Gluten Free Protein Pizza

Gluten Free Protein Pizza

In honor of National Pizza Day (aka our favorite holiday), we developed a special gluten free pizza crust made with SIMPLi Regenerative Organic Certified® Quinoa. This is the best gluten free pizza crust we've tried— it's crispy on the edges and soft in the middle. Perfect for those with gluten sensitivities, this crust provides a satisfying crunch and a delicious flavor that will leave you feeling full and satisfied. Besides being naturally gluten free with the addition of quinoa, this crust is also packed with protein which means you'll be getting a tasty and healthy meal that will keep you fueled all day long. Customize it by adding your favorite toppings. It's easy to make and tastes delicious!

Gluten Free Pizza Crust



    1. Start by soaking the quinoa. Cover the quinoa with at least 1" of water. Ideally, soak for 6-8 hours. If you're in a hurry, use very hot water and soak for at least 30 minutes.
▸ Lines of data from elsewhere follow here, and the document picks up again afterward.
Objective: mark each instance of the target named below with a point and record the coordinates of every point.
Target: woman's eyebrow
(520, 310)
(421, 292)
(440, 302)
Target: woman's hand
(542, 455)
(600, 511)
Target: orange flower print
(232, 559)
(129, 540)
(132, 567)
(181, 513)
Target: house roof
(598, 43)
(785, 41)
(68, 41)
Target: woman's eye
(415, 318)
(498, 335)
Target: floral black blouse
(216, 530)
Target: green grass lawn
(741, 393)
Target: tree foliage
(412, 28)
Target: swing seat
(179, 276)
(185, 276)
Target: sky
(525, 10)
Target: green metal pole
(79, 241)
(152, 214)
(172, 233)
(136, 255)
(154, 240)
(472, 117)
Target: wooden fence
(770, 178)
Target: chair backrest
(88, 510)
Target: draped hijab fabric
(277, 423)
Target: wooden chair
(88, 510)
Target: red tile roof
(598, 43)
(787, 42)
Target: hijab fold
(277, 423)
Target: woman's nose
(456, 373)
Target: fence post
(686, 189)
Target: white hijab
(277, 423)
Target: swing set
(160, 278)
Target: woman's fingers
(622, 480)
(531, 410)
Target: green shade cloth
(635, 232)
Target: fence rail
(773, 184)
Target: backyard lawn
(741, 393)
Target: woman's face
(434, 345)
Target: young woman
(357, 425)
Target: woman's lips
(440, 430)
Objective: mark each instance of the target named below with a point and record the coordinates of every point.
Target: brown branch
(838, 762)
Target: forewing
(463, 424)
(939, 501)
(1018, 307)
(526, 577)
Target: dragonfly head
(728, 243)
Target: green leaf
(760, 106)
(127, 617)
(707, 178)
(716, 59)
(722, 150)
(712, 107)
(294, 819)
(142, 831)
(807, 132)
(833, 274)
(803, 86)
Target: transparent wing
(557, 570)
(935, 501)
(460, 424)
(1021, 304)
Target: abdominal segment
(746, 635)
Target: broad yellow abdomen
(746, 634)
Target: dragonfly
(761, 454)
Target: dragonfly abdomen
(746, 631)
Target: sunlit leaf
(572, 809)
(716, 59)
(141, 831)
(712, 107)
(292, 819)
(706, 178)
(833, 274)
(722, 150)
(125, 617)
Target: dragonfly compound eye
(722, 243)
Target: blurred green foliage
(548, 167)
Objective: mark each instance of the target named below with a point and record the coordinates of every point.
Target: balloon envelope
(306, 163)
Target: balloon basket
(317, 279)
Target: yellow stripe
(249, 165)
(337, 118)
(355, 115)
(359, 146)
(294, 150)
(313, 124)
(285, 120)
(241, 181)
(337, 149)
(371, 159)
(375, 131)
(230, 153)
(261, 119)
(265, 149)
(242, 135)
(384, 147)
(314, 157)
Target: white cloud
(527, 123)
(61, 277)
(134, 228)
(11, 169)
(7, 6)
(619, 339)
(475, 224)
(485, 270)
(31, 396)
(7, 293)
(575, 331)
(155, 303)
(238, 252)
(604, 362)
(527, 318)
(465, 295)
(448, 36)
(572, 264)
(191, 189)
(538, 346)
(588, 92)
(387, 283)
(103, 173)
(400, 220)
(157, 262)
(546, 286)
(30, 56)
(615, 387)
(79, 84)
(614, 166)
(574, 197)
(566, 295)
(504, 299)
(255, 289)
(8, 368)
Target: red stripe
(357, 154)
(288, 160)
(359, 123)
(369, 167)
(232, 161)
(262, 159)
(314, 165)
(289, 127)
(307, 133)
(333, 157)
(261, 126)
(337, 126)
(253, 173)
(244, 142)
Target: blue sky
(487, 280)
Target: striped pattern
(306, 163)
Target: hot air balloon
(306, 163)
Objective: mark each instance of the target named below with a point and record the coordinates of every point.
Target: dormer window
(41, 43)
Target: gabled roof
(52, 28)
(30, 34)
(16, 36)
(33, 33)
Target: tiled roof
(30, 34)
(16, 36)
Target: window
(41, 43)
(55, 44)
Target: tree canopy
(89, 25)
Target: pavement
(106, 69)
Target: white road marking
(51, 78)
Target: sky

    2. Once you're ready to make the crust, preheat the oven to 425ºF. Line a baking pan with parchment paper (either rectangle or square). Spray the entire surface with cooking spray.

    3. Thoroughly rinse the soaked quinoa, then add to a blender. Add the 1/4 cup of water, baking powder, salt, and olive oil. Blend on high until the batter is smooth. It should resemble a thick pancake batter.

    4. Pour batter onto the prepared pan. Spread it out into an even layer, about 1/8" thick (again, either in a circular pan like a 9" cake pan OR into a rectangular traditional cookie sheet).

    5. Bake for 20 minutes, then remove the quinoa pizza crust, flip it directly onto the baking pan (flip and remove the parchment paper from the top side). Return the pizza to the oven baking for another 10-15 minutes until it starts to brown and the edges crisp up.

    6. Remove and top with sauce, cheese, and any other toppings you'd like. Bake for another 12-15 minutes until the cheese melts.

    7. Remove and let cool for a few minutes in the pan. Then, transfer to a cutting board and slice. Garnish with herbs, pepper flakes, grated cheese, etc., and serve immediately!

      Quinoa GF Pizza Crust


      • Remove any excess moisture from the cooked quinoa before mixing in the dough.

      • Limit the amount of toppings you add to the quinoa crust.

      • Avoid any toppings with with high water content. For example: tomatoes and zucchini. If you want to include those toppings, cook them separately and add them when serving.

      • Flip the crust and bake again before adding the toppings to get an extra crispy crust!